One Little Sticker


When children walk past me each morning I give them either get a hug or a high-five.

She wanted neither.

I have learned I know that I should not take it personally. But I can’t help it. Sometimes I do. On this particular day it made a little bit more sense to me. I had recently given her a consequence that made her angry.

That was a couple of days ago though. Today was a brand new day. And I had forgiven her.

I got word from her teacher she had had a good morning. Then something happened outside at recess. Nobody knew exactly what. So she left her classroom. I was called to come talk to her. Before conditions escalated. As they have in the past.

I found her and she reluctantly came with me to a classroom that was empty. So that we could talk. At least that was what I had hoped. Oftentimes she doesn’t though. Oftentimes she just ignores me. No matter how hard I try.

Earlier in the week I had been in her classroom for over forty minutes. I politely attempted to engage her four or five times.


Worse than nothing.

She completely ignored me.

How disrespectful!

On the outside I stayed calm. But on the inside I was furious!

Maybe today would be different. Maybe today she would choose to be respectful. Because I am the assistant principal. And she is just a seven-year old child.

I asked her why she was upset. No response.

I asked her to talk to me. Nothing.

I asked her to sit down across from me. No movement.


“After I talk to you, can I return to my class?”

I agreed.

In this particular instance, the only thing she had done wrong was leave the class without permission. I told her that I only needed a minute.

So she sat down. And she gave me a little insight into why she was upset. I listened. Then I spoke. Just a little. I knew that sometimes she visits a family member who lives down the street from me. I asked her if maybe next summer she would want to go crabbing with my daughter and I. She nodded. I think. I’m not certain.

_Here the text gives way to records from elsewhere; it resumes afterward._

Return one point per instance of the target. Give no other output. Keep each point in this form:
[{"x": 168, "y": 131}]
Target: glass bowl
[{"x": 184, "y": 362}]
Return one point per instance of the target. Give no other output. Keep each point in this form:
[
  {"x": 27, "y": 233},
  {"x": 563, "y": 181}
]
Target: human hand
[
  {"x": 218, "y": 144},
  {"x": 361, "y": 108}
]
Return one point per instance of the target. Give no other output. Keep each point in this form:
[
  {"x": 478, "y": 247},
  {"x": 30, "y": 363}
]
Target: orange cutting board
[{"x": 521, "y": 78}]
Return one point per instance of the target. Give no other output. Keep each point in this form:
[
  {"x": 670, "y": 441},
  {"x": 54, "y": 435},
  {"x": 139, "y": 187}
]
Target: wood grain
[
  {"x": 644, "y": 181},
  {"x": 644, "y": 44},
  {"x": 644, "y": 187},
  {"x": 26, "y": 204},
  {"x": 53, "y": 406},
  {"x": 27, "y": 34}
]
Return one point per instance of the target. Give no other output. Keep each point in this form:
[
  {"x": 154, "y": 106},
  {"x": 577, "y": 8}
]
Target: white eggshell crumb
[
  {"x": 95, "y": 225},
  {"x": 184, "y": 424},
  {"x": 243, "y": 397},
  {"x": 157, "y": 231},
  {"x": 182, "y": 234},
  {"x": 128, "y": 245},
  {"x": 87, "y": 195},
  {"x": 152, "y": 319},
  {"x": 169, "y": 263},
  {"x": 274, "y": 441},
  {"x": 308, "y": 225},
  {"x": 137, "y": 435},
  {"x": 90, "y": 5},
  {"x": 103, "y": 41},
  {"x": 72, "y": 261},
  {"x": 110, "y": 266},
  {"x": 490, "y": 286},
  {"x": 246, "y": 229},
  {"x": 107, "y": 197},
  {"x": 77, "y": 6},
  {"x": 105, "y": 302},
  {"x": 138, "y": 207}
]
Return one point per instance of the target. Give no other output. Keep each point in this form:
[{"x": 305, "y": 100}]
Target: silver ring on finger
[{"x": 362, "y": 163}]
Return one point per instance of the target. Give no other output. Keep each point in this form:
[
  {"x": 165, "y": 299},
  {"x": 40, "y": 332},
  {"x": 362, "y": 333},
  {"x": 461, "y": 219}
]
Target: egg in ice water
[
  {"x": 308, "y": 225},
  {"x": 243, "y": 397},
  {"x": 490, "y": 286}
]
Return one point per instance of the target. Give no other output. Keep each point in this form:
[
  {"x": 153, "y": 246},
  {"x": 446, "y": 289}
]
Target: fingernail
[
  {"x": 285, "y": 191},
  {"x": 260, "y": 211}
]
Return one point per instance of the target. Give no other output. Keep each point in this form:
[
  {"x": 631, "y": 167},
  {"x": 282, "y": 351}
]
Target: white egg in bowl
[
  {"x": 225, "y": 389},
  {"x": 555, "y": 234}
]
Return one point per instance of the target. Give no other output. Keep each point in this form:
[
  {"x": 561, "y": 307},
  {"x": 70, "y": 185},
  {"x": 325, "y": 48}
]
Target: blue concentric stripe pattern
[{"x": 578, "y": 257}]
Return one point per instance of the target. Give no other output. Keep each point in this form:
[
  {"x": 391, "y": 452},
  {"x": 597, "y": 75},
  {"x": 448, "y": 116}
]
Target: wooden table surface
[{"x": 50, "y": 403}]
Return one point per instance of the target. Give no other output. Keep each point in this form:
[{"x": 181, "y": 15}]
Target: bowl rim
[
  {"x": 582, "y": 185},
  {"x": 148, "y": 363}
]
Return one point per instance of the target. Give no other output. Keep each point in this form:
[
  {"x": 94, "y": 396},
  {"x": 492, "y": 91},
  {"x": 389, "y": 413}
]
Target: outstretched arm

The minute was up. And I let her walk back into class. By herself.

With about ten minutes left in the day I was paged to the same room in which I had had my one minute chat. I was relieved to see that it wasn’t for her.

It was for a young man who was angry and had made a mess in an empty classroom. I simply informed him that he had to clean it up. So I sat down against the wall and just waited while he began cleaning up. And then. Out of the blue. She left her room again. But this time she had permission. This time …

She had earned a small pack of Star Wars stickers for turning her day around. And she wanted to give me one.


She handed it to me and I immediately stuck it on my shirt. With the pride of a newly appointed four star general. And just like that. She was back in her room.

I couldn’t believe what had just happened. The child who never wanted to talk to me. Who would sometimes pull away from me and other times walk away from me. Gave me a sticker.

What am I, five years old!?

I was so excited. I was so proud of myself for not having given up on this child. But I did not wake up at four am to share my story. I woke up early because I wanted to share hers’.

I am the adult. I am paid to care. I should care. I am not going to give up on a child. That is my job!

But her? What made her decide not to give up on me?

I am not sure. But I am glad she didn’t.

When I was finally done patting myself on the back. And was able to take a step back. I realized something.

Sharing is not always easy. Opening up is not always easy. Especially with those that hold some sort of authority over us. Oftentimes it is easier just to keep our worries to ourselves. To remain safe and guarded.

And yet everyday we expect children to trust us with their innermost thoughts and concerns. Why?

Do we do the same? Or do we keep some of them guarded? I think if we are honest with ourselves, we would all admit that we keep a guard by the door.

As always, the children that I work with have much to teach me.

She could have given up on me. But she didn’t.

Never before has one little sticker meant so much.